Let's look at the stats of the highest rated goalkeeper.

In [None]:
goalkeepers = df[df["team_position"] == "GK"]
gk_attr_df = goalkeepers[gk_attributes]
highest_rated = gk_attr_df.loc[gk_attr_df['overall'] == gk_attr_df['overall'].max()]
highest_rated

No surprise that it is Jan Oblak. 

Let's have a look at the primary attributes of goalkeepers now.

In [None]:
plt.figure(figsize=(13, 8))
sns.set_style("white")
plot = sns.boxplot(data=gk_attr_df, width=0.25)
plt.title("Box plot of different gk attributes")
sns.despine()
plt.show()

This is not very interesting. Let's do some head-to-head comparisons

In [None]:
gk_attr_df.head(10)

### Round 1 Hugo Lloris vs. Jan Oblak
![Lloris](http://tot-tmp.azureedge.net/media/31714/firstteam_hugolloris.png?anchor=center&mode=crop&width=500)
![Oblak](https://www.pngitem.com/pimgs/m/538-5387295_jan-oblak-png-high-quality-image-jan-oblak.png)

In [None]:
labels=np.array([
    "gk_diving",
    "gk_handling",
    "gk_kicking",
    "gk_reflexes",
    "gk_speed",
    "gk_positioning",
    "overall",
    "potential",
])
stats=gk_attr_df.loc[2, labels].values
# fig = px.line_polar(highest_rated, r=stats, theta=labels, line_close=True)
# fig.update_traces(fill='toself')
# fig.show()

fig = go.Figure()

fig.add_trace(go.Scatterpolar(
      r=stats,
      theta=labels,
      fill='toself',
      name='J. Oblak'
))

stats=gk_attr_df.loc[36, labels].values

fig.add_trace(go.Scatterpolar(
      r=stats,
      theta=labels,
      fill='toself',
      name='H. Lloris'
))

fig.update_layout(
    autosize=False,
    width=500,
    height=500,)

fig.show()

As we can see here, Hugo Lloris is nub. Oblak clearly won the fight. Jan is a bit slower, but on all other fronts, he is clearly better.
<a id="section-seven"></a>
# 7. The End?

People can take different approaches to a dataset; what I've presented above is the dataset through my eyes. Of course, this notebook hasn't done justice to the 106 columns of this dataset, but that does not mean anything useful was not discovered - ~some~ most of what I've presented was rather obvious, but I think it is beautiful when data backs our intuition. Here is the summary of our findings.
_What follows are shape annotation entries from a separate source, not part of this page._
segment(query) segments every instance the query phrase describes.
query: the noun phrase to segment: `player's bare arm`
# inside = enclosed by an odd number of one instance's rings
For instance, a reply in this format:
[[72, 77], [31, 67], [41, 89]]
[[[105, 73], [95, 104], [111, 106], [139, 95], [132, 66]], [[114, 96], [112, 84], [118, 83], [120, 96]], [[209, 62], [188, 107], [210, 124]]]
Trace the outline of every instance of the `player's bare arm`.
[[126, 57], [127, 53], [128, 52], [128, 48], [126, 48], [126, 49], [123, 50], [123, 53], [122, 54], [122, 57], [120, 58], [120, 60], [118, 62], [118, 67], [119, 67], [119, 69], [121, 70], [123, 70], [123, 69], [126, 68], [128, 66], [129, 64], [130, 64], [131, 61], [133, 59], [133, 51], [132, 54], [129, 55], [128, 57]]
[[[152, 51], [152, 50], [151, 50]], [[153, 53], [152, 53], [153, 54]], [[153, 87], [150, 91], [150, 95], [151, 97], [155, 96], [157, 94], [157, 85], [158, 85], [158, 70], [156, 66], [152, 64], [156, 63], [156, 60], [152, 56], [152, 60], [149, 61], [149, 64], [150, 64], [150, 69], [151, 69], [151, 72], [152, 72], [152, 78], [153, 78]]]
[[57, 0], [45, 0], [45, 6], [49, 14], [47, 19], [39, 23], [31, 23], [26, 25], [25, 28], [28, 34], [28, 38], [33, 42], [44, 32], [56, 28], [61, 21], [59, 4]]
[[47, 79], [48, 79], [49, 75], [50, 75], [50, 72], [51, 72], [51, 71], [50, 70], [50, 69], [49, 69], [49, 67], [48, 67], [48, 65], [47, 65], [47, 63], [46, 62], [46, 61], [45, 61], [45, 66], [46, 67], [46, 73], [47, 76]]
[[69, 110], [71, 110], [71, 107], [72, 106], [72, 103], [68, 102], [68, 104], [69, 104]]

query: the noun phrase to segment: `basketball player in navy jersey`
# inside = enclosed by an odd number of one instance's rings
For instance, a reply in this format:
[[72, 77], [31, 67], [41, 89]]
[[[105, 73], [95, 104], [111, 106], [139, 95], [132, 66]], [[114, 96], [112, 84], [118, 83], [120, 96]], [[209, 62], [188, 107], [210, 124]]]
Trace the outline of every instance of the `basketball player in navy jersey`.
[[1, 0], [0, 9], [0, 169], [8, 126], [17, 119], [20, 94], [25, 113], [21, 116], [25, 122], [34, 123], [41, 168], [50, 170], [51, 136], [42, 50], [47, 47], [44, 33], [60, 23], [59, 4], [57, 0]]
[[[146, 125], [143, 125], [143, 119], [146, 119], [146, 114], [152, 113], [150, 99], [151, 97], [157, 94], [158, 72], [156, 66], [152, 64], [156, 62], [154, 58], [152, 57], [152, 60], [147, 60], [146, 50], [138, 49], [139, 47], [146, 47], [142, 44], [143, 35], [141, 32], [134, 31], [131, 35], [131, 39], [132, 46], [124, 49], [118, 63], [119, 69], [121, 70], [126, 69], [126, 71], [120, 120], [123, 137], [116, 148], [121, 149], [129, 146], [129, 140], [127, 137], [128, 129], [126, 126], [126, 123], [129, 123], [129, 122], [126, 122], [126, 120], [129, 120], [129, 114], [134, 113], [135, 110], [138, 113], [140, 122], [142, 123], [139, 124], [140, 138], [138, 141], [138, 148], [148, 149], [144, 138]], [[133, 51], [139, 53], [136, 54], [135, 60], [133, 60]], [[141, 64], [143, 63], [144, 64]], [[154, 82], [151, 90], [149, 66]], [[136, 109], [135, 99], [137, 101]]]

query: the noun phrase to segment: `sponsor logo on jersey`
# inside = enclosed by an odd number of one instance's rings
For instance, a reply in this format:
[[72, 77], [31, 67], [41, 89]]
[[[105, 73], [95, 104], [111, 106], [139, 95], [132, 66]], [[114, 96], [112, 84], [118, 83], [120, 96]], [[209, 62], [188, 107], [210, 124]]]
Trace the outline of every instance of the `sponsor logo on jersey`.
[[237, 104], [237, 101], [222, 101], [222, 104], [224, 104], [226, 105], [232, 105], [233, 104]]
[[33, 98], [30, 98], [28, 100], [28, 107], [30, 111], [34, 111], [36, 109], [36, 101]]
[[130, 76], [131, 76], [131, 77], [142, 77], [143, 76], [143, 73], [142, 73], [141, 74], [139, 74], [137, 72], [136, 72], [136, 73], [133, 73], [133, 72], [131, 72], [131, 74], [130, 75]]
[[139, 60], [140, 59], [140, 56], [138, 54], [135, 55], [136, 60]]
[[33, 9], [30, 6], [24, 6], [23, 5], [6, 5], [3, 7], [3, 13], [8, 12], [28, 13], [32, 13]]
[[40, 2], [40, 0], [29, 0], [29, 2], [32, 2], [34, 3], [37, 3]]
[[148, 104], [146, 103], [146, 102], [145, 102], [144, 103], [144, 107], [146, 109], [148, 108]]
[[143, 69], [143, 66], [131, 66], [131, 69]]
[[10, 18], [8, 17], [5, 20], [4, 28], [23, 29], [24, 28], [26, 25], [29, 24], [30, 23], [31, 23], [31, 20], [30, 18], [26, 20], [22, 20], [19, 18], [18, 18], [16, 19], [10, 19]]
1. The negative skewness of the physical attributes can be attributed to the older players. Perhaps, excluding players over 35 years of age will result in the distributions being closer to the normal distribution.
2. The weight of players tends to be 75 kgs and their height tend to be 180cms.
3. Players with 5 start skill moves are very rare.
4. Brazillians are the most skilled. When it comes to players with 4 star skill moves, Spain comes second, but it's sad that they are no where around the top 10 when considering 5 star skill moves alone.
5. Juventus loves hoarding players with 5 star skill moves.
6. Lille, Chelsea and Manchester City love to loan out their players. 
7. Dribbling, passing, and shooting seem to have mid to high positive correlation (dribbling and passing have the highest correlation with 0.834).
8. The correlation between a player's physic and defending (0.55) was not as high as I expected it to be.
9. We can see a some correlation between pace, shooting and dribbling, too.
10. Goalkeepers tend to be older than outfield players.
11. Oblak is a really good goalkeeper.

I hope these new found insights will help you while playing FIFA 21 Career mode.

Also, thank you for taking time to go through my work.